Cette prise de conscience collective a rapidement transformé le groupe en vecteur de revendications, notamment en matière de santé. Les femmes tentent de prévenir et de compenser la pénibilité de leur travail en exigeant une réduction des cadences pour les femmes de plus de 50 ans, la diminution du temps de travail debout, ainsi que le droit à la retraite à 55 ans. Par ailleurs, elles réclament au nouveau PDG et aux organisations syndicales un accès plus facile aux formations, la création de postes d'ouvrières professionnelles et une revalorisation des salaires féminins. Elles demandent également la création d'une crèche et des horaires plus flexibles pour les mères de famille, une augmentation du congé de maternité et des jours supplémentaires pour s'absenter en cas de maladie d'un enfant. Enfin, elles souhaitent bénéficier d'informations sur le planning familial et la contraception. La souffrance à l'usine comme à la maison est donc au coeur des revendications féminines, sans qu'il soit toujours possible de démêler ce qui relève du privé ou du professionnel.

En avril 1976, l'entreprise dépose le bilan. Dans la foulée, les salariés occupent de nouveau l'usine et relancent la production. Les conditions de cette seconde mobilisation sont différentes et les ouvrières en grève ont beaucoup appris de leur lutte antérieure : il leur semble désormais inenvisageable que leurs conditions de travail, leurs souffrances et leurs préoccupations proprement féminines ne soient pas prises en compte. Une garderie est d'ailleurs mise en place durant les premiers mois du conflit. La répartition du personnel autogéré offre à présent une meilleure représentation aux femmes. La plupart des commissions de 1977 sont mixtes, ce qui provoque parfois des frictions. "Il a été exigé que des hommes, des leaders, travaillent à la cuisine, témoigne Monique Piton, une ancienne employée de l'usine. On n'a même pas parlé des WC, hein... Je vois encore ce fort délégué syndicaliste se faire remarquer dans la cuisine. Comme s'il faisait un exploit de générosité." Certains leaders syndicaux s'opposent aux revendications féminines, au motif qu'elles rompraient le front uni d'une mobilisation devant être axée sur la sauvegarde des emplois.

Amer épilogue

Faute de repreneur, l'entreprise est mise en liquidation définitive.
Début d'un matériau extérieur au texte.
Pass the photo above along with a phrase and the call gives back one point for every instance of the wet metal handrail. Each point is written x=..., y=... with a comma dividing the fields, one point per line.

Les Lip décident alors, fin 1977, de créer une coopérative. Et se prononcent pour une importante réduction des effectifs. La plupart des licenciés sont des femmes, car, malgré certains acquis de la lutte, la nouvelle organisation laisse peu de place à des ouvrières fabriquant la même pièce sur une chaîne de montage. Ce licenciement très majoritairement féminin, après plus de six ans d'une bataille intense, a laissé des séquelles. L'épilogue poignant de cette puissante mobilisation est fait d'amertume, de rancoeur et, parfois, de dépressions, évoquées aujourd'hui encore par d'anciennes ouvrières. Ces dernières gardent le sentiment d'avoir été sacrifiées. Mais aussi d'avoir pu, un temps, faire entendre leur parole, gagnant ainsi une part de dignité.

  • 1

    Lip au féminin, collectif, Syros, coll. La France des points chauds, 1977.

En savoir plus
  • Les filles de Lip (1968-1981). Trajectoires de salariées, mobilisations féminines et conflits sociaux, par Pauline Brangolo, mémoire de master 2, université Paris 1, 2015. Prix d'histoire sociale Jean-Maitron 2016.